Alkaline Phosphatase (ALP-A)

Enzymes for Clinical Chemistry

ALP-A is a highly active alkaline phosphatase. It is produced using genetic recombination technology, so it is an enzyme with stable quality.

Origin	recombinant A. sojae
Systematic name	Orthophosphoric-monoester phosphohydrolase (alkaline optimum)
EC Number	3.1.3.1
Reaction formula	An orthophosphoric monoester + H₂O →→→ An alcohol + Orthophosphate

SPECIFICATION

Appearance	A clear, slightly yellowish solution
Activity	≧9,000 U/mg protein
Protein	10-20 mg, Bradford assay
Storage condition	below -20℃

PROPERTIES

Molecular weight	ca. 123 kDa (SDS-PAGE)
pH Optimum	9.5-10 (Fig. 1)
Thermal stability	below 50℃ (Fig. 2)
Optimum temperature	50℃ (Fig. 3)
Thermal stability (liquid form))	stable at 37℃ for at least one week (Fig. 4)
Activators	Mg²⁺, diethanolamine
Inhibitors	Inorganic phosphate, EDTA

APPLICATIONS

ALP-A is used in immunoassays such as ELISA, immunostaining, and Western blotting by using chromogenic, fluorescent, and chemiluminescent substrates.

ASSAY PROCEDURE

Principle

The appearance of p-nitrophenol is measured spectrophotometrically at 405 nm.

Definition of unit

One unit (U) is defined as the amount of enzyme which produces 1 μmol of PNP per min at 37℃ and pH 9.8 under the conditions described below.

Reagents

MgSO₄ solution, 1.0 M: 2.47 g of MgSO₄ / 10 mL of distilled water.
Diethanolamine buffer, 1.0 M; pH 9.8, containing 0.5 mM MgSO₄: dissolve 52.9 g of diethanolamine in 400 mL of distilled water and add 0.25 mL of MgSO₄ solution (Reagent A). Heat the solution to 37℃, then adjust to pH 9.8 with 2 N HCl and dilute with distilled water to 500 mL. Store in a dark bottle and prepare freshly before measurement.
p-Nitrophenyl phosphate solution, 0.65 M: 247 mg of p-nitrophenyl phosphate / 1.0 mL of distilled water. Store in a dark bottle and prepare freshly before measurement.

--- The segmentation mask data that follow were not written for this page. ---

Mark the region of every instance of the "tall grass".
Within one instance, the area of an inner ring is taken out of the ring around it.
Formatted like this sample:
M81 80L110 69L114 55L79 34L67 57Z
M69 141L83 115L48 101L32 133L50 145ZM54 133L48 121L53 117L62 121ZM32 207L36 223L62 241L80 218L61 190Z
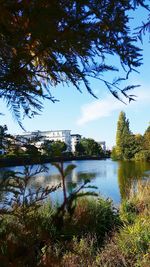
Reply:
M150 183L138 183L120 208L123 226L96 256L93 267L150 266Z

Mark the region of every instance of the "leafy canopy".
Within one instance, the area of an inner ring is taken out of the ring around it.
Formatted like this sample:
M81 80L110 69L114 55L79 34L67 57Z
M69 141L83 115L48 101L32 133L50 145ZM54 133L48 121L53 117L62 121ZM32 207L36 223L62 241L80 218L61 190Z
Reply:
M0 0L0 98L21 125L50 99L51 86L81 82L93 95L88 77L98 78L119 98L120 90L102 78L116 71L106 64L108 54L117 55L127 74L138 67L140 49L128 28L127 12L144 0ZM128 76L128 75L127 75ZM133 88L133 86L131 86Z
M103 154L101 145L92 138L82 138L76 144L77 156L102 156Z

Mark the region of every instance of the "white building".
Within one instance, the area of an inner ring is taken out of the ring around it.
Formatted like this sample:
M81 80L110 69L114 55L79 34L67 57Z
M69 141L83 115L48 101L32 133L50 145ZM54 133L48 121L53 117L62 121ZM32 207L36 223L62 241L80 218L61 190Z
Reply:
M61 141L65 142L67 145L67 151L75 152L76 144L80 142L80 134L71 134L71 130L55 130L55 131L34 131L34 132L25 132L22 135L17 135L21 142L26 142L26 140L32 140L32 143L38 148L41 144L46 141ZM37 140L39 137L39 140ZM35 141L33 141L35 139ZM104 151L106 151L106 143L98 142Z
M36 141L36 139L35 139L35 145L37 147L40 147L41 144L46 140L65 142L67 145L67 151L73 151L72 146L75 147L74 142L75 143L77 142L77 140L74 139L74 137L73 137L73 141L72 141L71 130L26 132L26 133L23 133L19 137L21 137L22 142L24 142L26 139L31 140L33 138L40 137L39 141Z
M71 151L74 153L76 151L76 144L81 140L80 134L72 134L71 135Z

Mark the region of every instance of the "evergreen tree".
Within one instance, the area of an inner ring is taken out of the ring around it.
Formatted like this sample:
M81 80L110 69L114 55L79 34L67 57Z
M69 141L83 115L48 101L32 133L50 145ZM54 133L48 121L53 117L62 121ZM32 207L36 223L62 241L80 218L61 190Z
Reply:
M125 158L126 149L131 137L129 128L129 120L126 118L125 112L121 111L117 123L116 133L116 156L118 159Z
M0 99L21 124L23 115L32 117L43 107L43 99L55 102L51 87L81 84L92 95L89 77L99 79L117 98L130 100L118 82L102 74L118 71L107 64L117 56L129 73L141 65L141 50L129 27L137 6L148 9L144 0L6 0L0 1ZM142 29L141 29L142 30ZM126 75L126 72L125 72Z

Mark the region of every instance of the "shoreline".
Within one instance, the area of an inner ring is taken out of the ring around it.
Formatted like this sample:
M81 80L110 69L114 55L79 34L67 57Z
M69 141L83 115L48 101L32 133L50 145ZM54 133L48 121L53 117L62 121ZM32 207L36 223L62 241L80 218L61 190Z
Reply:
M23 165L34 165L34 164L44 164L51 162L61 162L61 161L72 161L72 160L105 160L110 157L101 156L70 156L70 157L55 157L49 158L48 156L40 156L37 158L33 157L12 157L12 158L0 158L0 168L3 167L13 167L13 166L23 166Z

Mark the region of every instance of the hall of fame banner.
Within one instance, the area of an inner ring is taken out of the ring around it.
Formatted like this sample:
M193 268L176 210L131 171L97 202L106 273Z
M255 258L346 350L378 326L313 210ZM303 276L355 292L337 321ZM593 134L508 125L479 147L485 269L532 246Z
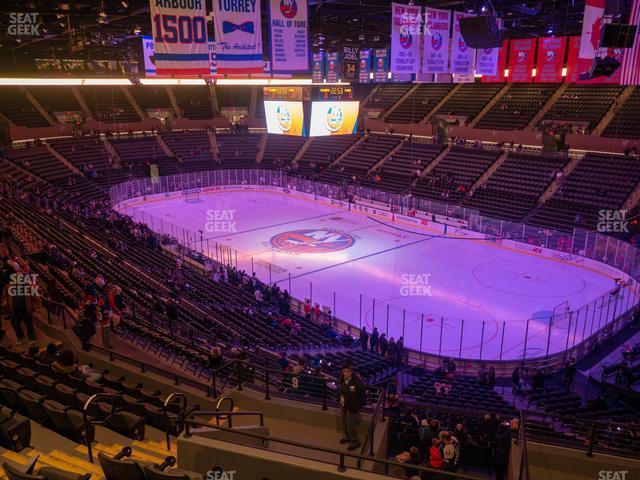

Sample: dilute the enzyme preparation to a volume activity of 0.10-0.20 U/mL in ice-cold diethanolamine buffer (Reagent B) immediately before measurement.

Procedure

Pipette the following reagents into a cuvette (light path: 1 cm)

2.90 mL Diethanolamine buffer (Reagent B)

0.05 mL p-Nitrophenyl phosphate solution (Reagent C)
Equilibrate at 37℃ for about 5 min.
Add 0.05 mL of sample and mix.
Record the increase of absorbance at 405 nm in a spectrophotometer heated at 37℃, and calculate the ΔA per min using the linear portion of the curve (ΔA_s)
The blank solution is prepared by adding diethanolamine buffer (Reagent B) instead of sample (ΔA₀).